Sel felaketi ve istifa müessesesi

Deprem bölgesinde dün meydana gelen sel felaketinde şu ana kadar biri bebek 15 kişi hayatını kaybetti.

“Asrın kasırgası” falan değildi yaşanan, kuvvetli yağıştı sadece. Üstelik meteoroloji gerekli tüm uyarıları yapmıştı. Beklenen bir doğa hadisesiydi insanları öldüren.

Başta Urfa olmak üzere deprem bölgesindeki illerde evler sular altında kaldı, alt geçitte insanlar öldü, konteynerler sulara kapıldı, sel insanları yuttu, depremzedeler geceyi çamura batmış ıslak çadırlarda geçirmek zorunda kaldı.

Depremlerde yakınlarını, evlerini, eşyalarını kaybeden insanları başlarını soktukları çadırda da felaket vurdu.

Üç ay önce açılışı Cumhurbaşkanı Erdoğan tarafından yapılan ve müteahhidine ödül verilen Şanlıurfa’daki Abide Köprülü Kavşağı insanlara mezar oldu. Mahsur kalan çok sayıda vatandaş güçlükle kurtarıldı.

Kavşağın inşa edildiği bölgede ufak tefek yağışlarda bile su birikmesi oluyormuş. Zemin etüdünün sağlıklı yapılmadığı, mühendislik hataları olduğu iddia ediliyor.

Aslında böyle durumlarda alt geçitlerin kullanılmaması gerekiyor. Buralar doğal olarak suyu topluyor. Kuvvetli yağış uyarısı yapıldığında bu yolların trafiğe kapatılması gerekiyor. Çözüm bu kadar basit.

Bu tür sıradan doğa olaylarının felakete dönüşmesini önlemek için atomu parçalamanıza gerek yok.

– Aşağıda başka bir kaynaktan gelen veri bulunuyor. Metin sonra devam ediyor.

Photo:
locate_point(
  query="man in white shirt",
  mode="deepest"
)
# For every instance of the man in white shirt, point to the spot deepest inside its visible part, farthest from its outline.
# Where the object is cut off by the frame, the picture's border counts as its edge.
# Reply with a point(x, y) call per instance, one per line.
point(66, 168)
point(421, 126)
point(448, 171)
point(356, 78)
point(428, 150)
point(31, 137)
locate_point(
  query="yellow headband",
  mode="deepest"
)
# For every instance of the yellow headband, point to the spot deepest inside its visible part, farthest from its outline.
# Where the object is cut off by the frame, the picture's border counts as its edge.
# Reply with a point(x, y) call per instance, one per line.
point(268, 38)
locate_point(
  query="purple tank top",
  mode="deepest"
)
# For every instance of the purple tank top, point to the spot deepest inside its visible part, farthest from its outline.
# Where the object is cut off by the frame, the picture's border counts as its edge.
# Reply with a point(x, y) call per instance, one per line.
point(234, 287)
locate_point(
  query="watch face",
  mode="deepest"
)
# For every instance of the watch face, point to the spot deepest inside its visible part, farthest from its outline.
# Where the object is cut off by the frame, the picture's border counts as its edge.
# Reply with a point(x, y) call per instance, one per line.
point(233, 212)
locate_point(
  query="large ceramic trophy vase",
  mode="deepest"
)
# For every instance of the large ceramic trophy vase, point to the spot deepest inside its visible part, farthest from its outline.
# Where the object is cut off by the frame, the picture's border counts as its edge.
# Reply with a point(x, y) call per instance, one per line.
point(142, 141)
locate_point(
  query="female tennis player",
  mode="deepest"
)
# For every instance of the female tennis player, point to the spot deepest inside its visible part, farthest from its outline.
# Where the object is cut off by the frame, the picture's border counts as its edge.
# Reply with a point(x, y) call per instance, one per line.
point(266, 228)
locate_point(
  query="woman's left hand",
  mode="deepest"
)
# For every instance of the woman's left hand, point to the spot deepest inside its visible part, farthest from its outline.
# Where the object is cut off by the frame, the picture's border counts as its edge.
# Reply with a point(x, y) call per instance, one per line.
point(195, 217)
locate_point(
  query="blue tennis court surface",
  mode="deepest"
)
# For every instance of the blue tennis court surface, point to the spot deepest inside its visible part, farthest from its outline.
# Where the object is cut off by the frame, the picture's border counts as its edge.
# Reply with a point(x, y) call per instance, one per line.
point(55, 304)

Sürücülere yolu kapatsaydınız mesela, bu vahim durum ortaya çıkmayacaktı. Kentin valisinin bir talimatına bakıyordu yani.

Şimdi bu talimatı vermediği için Şanlıurfa Valisi’nin istifa etmesini beklemek hakkımız değil mi?

Biz ihmalleri yüzünden facialara neden olan devlet yöneticilerinin istifalarını bekleyeduralım Hatay Valisi Rahmi Doğan, insanlar sel sularından canını kurtarmaya çalışırken milletvekili adayı olmak için görevinden istifa etti.

Depremde “kıyamet sahnesi”ni yaşamış bir kentin valisi, bu felakette hiçbir sorumluluğu yokmuş gibi şimdi de milletvekili olup dokunulmazlık zırhına kavuşacak. Yıkılmış bir şehri arkasında bırakarak Meclis’e girmek için seçim kampanyası yapacak. Üstelik bu kararı, insanlar sular altında yaşam mücadelesi verirken açıklamakta bir beis de görmüyor.

İpsos Araştırma Şirketi’nin depremden sonra yaptığı ankette, afet yönetiminde en başarılı bulunanlar madenciler, diğer ülkelerden gelen arama kurtarma ekipleri ve AHBAP olurken; en başarısız üç kurum ise Hükümet ve bakanlıklar, Kızılay ile AFAD oldu.

MetroPOLL Araştırma’nın "Türkiye'nin Nabzı Şubat 2023" araştırmasında yer alan "Depremden kim sorumlu?" anketinin sonuçlarında da “Hükümet” birinci sırada görülüyor.

Ama Sayın Valimiz, kendini başarılı buluyor olmalı ki, halkına hizmet aşkıyla başarılarına "devlet büyüklerinin de müsaadeleri ile" Meclis’te devam etme kararı almış!

Türkiye’de istifa müessesesinin anlamının yeterince kavranmadığını düşünüyorum. İstifa, yönetmeye talip olanların üzerindeki Demokles’in kılıcı gibidir. Eğer büyük görevlere talipseniz, büyük mesuliyetlerin altına giriyorsanız o makamların gerektirdiği yük ve sorumluluğu taşımaya da talip oluyorsunuz demektir.

Türkiye’de en az 50 bin kişinin yaşamını kaybettiği bir facianın ardından çalıştırılmayan istifa müessesesi, aynı günlerde Yunanistan’da 38 kişinin öldüğü tren kazasının ardından çalıştırıldı ve Ulaştırma Bakanı istifa etti.

Bir Yunanistan kadar olamıyorsak daha çok felaketler yaşarız.